Star-Telegram.com

With Texas primaries finally set for May 29, candidates must find ways to engage voters

Posted Saturday, Mar. 03, 2012

Friday at 6 p.m. is the witching hour for anyone who wants voters to put them in the state Capitol or the Texas congressional delegation this year.

This extra week of filing was made possible -- or necessary, if you prefer -- by redistricting litigation that upended the 2012 Republican and Democratic primaries.

The voting's scheduled for May 29, though it still has the lingering aura of a believe-it-when-you-see-it event.
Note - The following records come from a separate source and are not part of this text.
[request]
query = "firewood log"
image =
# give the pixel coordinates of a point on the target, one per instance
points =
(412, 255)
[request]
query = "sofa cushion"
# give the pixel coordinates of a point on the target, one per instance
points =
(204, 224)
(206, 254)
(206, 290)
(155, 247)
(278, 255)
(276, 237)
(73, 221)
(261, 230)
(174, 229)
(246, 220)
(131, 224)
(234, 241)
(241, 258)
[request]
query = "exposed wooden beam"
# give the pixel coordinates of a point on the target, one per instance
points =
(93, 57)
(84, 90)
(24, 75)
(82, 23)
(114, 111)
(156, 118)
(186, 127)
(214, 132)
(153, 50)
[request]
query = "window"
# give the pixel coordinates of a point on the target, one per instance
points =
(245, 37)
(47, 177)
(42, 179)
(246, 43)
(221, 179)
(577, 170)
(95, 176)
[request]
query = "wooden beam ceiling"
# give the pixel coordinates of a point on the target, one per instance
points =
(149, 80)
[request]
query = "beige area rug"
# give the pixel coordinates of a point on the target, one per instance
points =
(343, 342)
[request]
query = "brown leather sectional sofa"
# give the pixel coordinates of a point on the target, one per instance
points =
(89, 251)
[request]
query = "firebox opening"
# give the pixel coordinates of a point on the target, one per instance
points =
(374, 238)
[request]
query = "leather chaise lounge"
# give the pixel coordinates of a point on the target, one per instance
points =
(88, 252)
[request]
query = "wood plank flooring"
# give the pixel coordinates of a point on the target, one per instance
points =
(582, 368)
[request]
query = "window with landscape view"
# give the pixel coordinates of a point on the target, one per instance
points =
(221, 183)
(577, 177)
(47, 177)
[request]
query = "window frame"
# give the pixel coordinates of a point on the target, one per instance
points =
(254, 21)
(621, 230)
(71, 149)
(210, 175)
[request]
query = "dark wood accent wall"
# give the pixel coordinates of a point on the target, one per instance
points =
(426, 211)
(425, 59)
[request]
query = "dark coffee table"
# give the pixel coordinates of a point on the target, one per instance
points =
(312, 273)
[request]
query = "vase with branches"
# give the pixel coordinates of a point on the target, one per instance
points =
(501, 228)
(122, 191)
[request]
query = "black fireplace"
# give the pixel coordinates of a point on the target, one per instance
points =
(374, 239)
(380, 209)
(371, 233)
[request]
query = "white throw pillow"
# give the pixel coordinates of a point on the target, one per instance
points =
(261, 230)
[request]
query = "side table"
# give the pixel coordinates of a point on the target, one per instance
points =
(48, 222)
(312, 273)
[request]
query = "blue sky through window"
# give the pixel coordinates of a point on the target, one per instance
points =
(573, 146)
Even though federal judges in San Antonio have issued a new set of interim voting maps for the primaries, they could run into objections from the U.S. Justice Department. Or there could be another run to the Supreme Court, not from the state this time but from an interest group arguing that this latest version still contains unacceptable legal flaws. A federal court in Washington could issue a ruling that sends everyone scrambling again.

Almost anything could happen this tumultuous election season.

Or voters could actually get to the polls, and the real impact of redistricting thus far would become clearer.

After the San Antonio panel signed off on the newest maps last week, groups with a keen interest issued dueling statements about the prospects for minorities to have a meaningful voice under the latest configurations.

Representatives of the Mexican American Legal Defense and Educational Fund and Texas branch of the League of United Latin American Citizens said Hispanics gained the opportunity to elect more candidates of their choice to Congress.

But the National LULAC organization, along with the NAACP, state Sen. Wendy Davis of Fort Worth and others, argued that minority voters still are losing out, particularly African-Americans in Tarrant and Dallas counties.

Thousands of hours and millions of dollars into the litigation, the Legislature's redistricting work has budged somewhat, but no court has yet ruled definitively on the extent to which lawmakers might have violated the Voting Rights Act. That's what a panel in D.C. is considering.

The San Antonio court's redrawing of lines is designed to eliminate potential violations for the short term -- this year's elections -- while the Washington court decides what changes must be made for maps that are supposed to last a decade.

For the state Senate map, Davis, a Democrat, wrestled a compromise with Texas Attorney General Greg Abbott that for now undoes legislative efforts to reconfigure Senate District 10 to reduce her chances of winning. The court-approved interim map restored fast-growing African-American neighborhoods in southwest Tarrant County to District 10 and extended it to the Johnson County line.

Those areas are fractured in the congressional map, though, one reason why there are continuing objections to it. A new congressional District 33, which is seen as Hispanic-leaning, encompasses part of west Dallas, central Arlington around the sports stadiums and most of southeast Fort Worth.

But sections of far south Fort Worth contained in state Senate District 10 are split between congressional districts represented by Reps. Joe Barton and Kay Granger, both Republicans.

The repeated reworking of boundaries has forced some candidates to scurry about to decide which districts to run from -- while the shifting of primaries from March to April to May might reduce voter turnout. That would be an unfortunate and ironic unintended consequence from litigation that's supposedly about enhancing voter participation.

So much of the pushing and tugging has been about whether Republicans would overwhelm Democrats when all the voters are counted and whether growth of the state's Hispanic population would be reflected in the electoral maps, a result likely to help Democrats' fortunes.

But ultimately it's about which candidates persuade enough voters. Some of that is about boundaries; much is about giving voters something to vote for.